И тогда поняла, что хозяйка платья была права.

Оно было… Оно было моим. Не восхитительно красивым, захватывающим дух, как моё синее бархатное из детства. И не особенно функциональным. Но в нём мне оказалось как во второй коже.

Платье было светлым, как небо. Длинным, похожим на древнегреческий хитон. Из очень мягкой, тонкой и приятной на ощупь ткани. Может быть, это шёлк или батист – я не очень разбираюсь в тканях. Просто знаю, что до сих пор ничего похожего мне носить не приходилось.

После этого женщина со словами «одежда не должна быть ярче лица» вытащила из сундука невесомую трикотажную кофту, чуть темнее, чем платье. И ботинки, сшитые кожаными шнурками через край. Подошва тоже была кожаная. Я облачилась. Восхищение не покидало меня. Такой удобной одежды и обуви я никогда не видела.
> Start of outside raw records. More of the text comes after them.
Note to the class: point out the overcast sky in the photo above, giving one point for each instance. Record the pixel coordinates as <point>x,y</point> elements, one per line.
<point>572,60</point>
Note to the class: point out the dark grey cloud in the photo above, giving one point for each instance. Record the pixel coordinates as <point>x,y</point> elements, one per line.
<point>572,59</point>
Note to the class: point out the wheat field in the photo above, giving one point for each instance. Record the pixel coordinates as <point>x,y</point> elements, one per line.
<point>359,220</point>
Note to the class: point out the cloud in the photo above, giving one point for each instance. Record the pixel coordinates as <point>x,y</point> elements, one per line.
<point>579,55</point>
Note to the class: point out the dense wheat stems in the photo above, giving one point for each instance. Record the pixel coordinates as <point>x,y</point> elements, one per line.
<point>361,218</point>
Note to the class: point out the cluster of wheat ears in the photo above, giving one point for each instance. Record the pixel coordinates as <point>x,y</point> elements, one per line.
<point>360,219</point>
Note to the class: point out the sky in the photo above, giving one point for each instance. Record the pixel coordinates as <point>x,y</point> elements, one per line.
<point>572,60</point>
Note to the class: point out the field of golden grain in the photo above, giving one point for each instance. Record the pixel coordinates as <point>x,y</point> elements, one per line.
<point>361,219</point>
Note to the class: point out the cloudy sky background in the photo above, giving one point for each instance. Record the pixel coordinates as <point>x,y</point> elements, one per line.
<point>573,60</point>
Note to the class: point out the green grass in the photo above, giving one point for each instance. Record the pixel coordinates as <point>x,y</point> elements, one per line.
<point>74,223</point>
– Красавица, – улыбнулась женщина.

– Да, – восхищённо выдохнул Юрка.

И я поняла, что да, я в самом деле красавица, несмотря на прозрачную кожу, костлявые руки и бесцветные ресницы.

18

Пустота. Ханна лежала на застеленном диване и смотрела в потолок.

– Хань, ну чего ты?

– Ничего. Оставь меня, пожалуйста, в покое.

– Пойдём, поедим, я пельменей сварил, – не отставал Сашка.

– Я не хочу.

В горле комом так и стояла поминальная кутья, единственная крошка еды за эти три дня, засунутая в Ханну сердобольными соседями.
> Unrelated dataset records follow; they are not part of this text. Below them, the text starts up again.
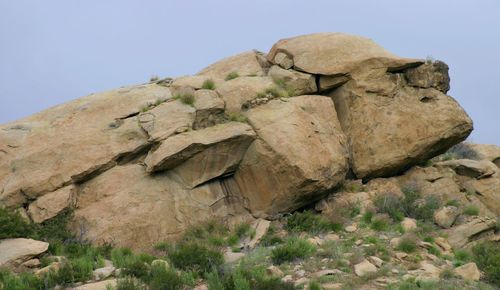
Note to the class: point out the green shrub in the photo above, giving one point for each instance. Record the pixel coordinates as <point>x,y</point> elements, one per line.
<point>195,257</point>
<point>162,279</point>
<point>294,248</point>
<point>471,210</point>
<point>487,257</point>
<point>129,283</point>
<point>309,222</point>
<point>24,281</point>
<point>389,204</point>
<point>208,84</point>
<point>231,75</point>
<point>185,98</point>
<point>407,244</point>
<point>379,224</point>
<point>12,225</point>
– Ты совсем растаешь, и так тощая.

– Неважно.

– Пошли есть!

– Отстань.

Сашка притащил тарелку пельменей, щедро политых сразу и кетчупом, и майонезом. Он наколол один пельмень на вилку, вымазал в соусах и протянул лежащей Ханне, капнув на подлокотник.

Зрелище было омерзительное. Бесформенный кусок теста, в красно-белых разводах, воняющий мясокомбинатом и глютаматом. Ханна вскочила и убежала в туалет. Склонилась над унитазом, но тошнить было нечем.

– Ну, ты ваще, – откуда-то из-за спины обиженно сказал Сашка.

– Саша, оставь меня, пожалуйста, в покое!

– Я пойду прогуляться, – сказал Сашка, надевая свою чёрную куртку, звенящую застёжками. Тарелку с пельменями он оставил у зеркала в прихожей.

19

Юркин дом находился в следующем поселении. Юрка мне все уши прожужжал, что у него гораздо просторнее, чем в харчевне, и у женщины с одеждой. И что окна есть, даже с резными наличниками.

Мы снова шли по пустыне. Точнее, я бы теперь назвала это полем. Ноги щекотали стебли растений, а среди травы иногда мелькали вполне земные ящерки.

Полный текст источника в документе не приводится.